Open yan99033 opened 6 years ago
Hi, we used the intrinsics mentioned at the website: "In the KinectFusion pipeline we used the following default intrinsics for the depth camera: Principle point (320,240), Focal length (585,585)"
Hi Samarth,
it seems those intrinsics are for the depth camera. I assume the intrinsics for the RGB camera should be different as the provided RGB images have different field of view as the depth images. I assume the provided GT poses are also for the depth camera.
Besides, the RGB images are captured by rolling shutter camera (Kinect) which might also be problematic for DSO.
I'm relatively new to the 7Scenes dataset. It would be great if somebody seeing this could share some information on the RGB camera, e.g., are the RGB camera intrinsics and the relative pose between the RGB and depth cameras mentioned in some following up projects or papers?
Rui, you are right -- the FOVs of the depth and color images are slightly different. From my visual inspection, the focal length of the RGB camera is a little higher than that of the depth camera. Principal point seems to be the same. But we probably will never know without calibration.

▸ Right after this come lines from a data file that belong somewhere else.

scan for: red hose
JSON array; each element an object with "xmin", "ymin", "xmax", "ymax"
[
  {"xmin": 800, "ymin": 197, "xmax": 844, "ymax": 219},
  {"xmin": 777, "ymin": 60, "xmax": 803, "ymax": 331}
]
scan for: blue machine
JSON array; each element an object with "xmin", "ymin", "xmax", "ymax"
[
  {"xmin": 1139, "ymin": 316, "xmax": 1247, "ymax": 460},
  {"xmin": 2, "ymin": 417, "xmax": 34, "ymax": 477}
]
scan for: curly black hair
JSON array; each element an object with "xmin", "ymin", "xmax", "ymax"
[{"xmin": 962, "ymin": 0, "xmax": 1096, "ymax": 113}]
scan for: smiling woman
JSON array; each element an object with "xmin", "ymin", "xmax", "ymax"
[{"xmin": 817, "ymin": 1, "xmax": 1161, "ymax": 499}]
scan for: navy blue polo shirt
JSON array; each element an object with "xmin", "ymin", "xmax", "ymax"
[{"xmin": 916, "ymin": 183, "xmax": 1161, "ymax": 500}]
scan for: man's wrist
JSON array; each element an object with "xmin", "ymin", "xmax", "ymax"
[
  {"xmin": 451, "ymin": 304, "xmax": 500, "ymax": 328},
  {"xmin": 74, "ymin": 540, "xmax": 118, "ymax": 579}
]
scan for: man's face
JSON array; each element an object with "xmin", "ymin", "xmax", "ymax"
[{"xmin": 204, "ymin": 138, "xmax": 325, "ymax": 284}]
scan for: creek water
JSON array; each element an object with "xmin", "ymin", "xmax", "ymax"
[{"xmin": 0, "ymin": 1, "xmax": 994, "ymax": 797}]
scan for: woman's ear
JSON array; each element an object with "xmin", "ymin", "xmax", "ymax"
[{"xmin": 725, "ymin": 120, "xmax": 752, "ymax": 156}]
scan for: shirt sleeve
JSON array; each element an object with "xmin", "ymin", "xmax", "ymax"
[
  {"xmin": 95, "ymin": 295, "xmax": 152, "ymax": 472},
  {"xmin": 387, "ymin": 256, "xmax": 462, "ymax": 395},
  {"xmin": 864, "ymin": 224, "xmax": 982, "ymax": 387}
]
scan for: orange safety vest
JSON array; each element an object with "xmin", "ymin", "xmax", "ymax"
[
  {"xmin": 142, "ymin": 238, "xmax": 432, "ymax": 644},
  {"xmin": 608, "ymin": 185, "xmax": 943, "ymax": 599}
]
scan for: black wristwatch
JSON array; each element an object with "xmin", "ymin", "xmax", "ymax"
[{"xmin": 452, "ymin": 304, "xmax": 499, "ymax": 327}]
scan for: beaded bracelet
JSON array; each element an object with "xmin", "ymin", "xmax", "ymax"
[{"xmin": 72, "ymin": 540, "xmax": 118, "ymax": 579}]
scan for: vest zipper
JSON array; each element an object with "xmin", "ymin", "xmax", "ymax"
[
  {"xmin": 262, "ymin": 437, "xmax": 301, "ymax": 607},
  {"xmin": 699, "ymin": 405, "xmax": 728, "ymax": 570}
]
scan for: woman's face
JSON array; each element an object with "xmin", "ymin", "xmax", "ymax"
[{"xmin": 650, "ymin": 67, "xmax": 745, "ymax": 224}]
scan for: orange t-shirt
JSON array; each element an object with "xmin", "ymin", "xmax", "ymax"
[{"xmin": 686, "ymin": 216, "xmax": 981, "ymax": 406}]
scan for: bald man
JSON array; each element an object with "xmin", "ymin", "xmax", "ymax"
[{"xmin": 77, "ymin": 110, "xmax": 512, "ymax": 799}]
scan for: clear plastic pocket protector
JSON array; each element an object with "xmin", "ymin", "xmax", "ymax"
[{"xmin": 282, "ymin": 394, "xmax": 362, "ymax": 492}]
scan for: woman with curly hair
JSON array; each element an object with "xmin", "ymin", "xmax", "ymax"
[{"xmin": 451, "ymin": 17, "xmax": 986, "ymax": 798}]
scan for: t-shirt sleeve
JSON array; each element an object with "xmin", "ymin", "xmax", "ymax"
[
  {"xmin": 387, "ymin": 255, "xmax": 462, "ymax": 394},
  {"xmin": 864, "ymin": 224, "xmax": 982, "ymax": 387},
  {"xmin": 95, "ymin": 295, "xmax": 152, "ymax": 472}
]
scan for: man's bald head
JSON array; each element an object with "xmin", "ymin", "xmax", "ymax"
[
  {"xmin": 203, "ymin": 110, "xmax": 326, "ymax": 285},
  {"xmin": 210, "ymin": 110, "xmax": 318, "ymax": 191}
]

If someone with more experience with DSO wants to eyeball the RGB camera's focal length and run it again, I'd be happy to see the new numbers. We probably can't do much about the rolling shutter camera.
Re-opening this issue in the hope that someone sees it.
The chess
scene actually has lots of images of a chessboard, does anyone know the physical size of those squares? 😄
I ran the matlab calibration routine against a subset of the chessboard frames and used the following product description (looks like a very similar board to me): https://www.amazon.com/WE-Games-Roll-up-Travel-Shoulder/dp/B000A5F0MI/ref=sr_1_12?dchild=1&keywords=roll+up+chess+set&qid=1604939540&sr=8-12 to obtain a square size of 44.45mm - although I understand that the intrinsics are invariant to the square size.
This resulted in the following intrinsics:
Focal length (pixels): [ 552.4015 +/- 12.2100 555.7819 +/- 11.3675 ] Principal point (pixels):[ 306.6490 +/- 2.5843 234.8164 +/- 10.9865 ] Radial distortion: [ 0.1134 +/- 0.0331 -1.5607 +/- 0.4997 5.7728 +/- 2.1257 ] Tangential distortion: [ 0.0056 +/- 0.0016 -0.0094 +/- 0.0018 ]
which I believe are plausible for a Microsoft Kinect.
In Figure 4 of the paper, DSO is shown alongside other methods for qualitative comparisons. I am wondering how can DSO be executed in the first place because there is no camera intrinsics for the RGB images in the 7-scenes dataset. The bad camera trajectory could be due to the wrong camera intrinsics.
If you have the RGB camera intrinsics, please let us know. AFAIK, the RGB-D 7-scenes authors do not share the parameters. Thanks!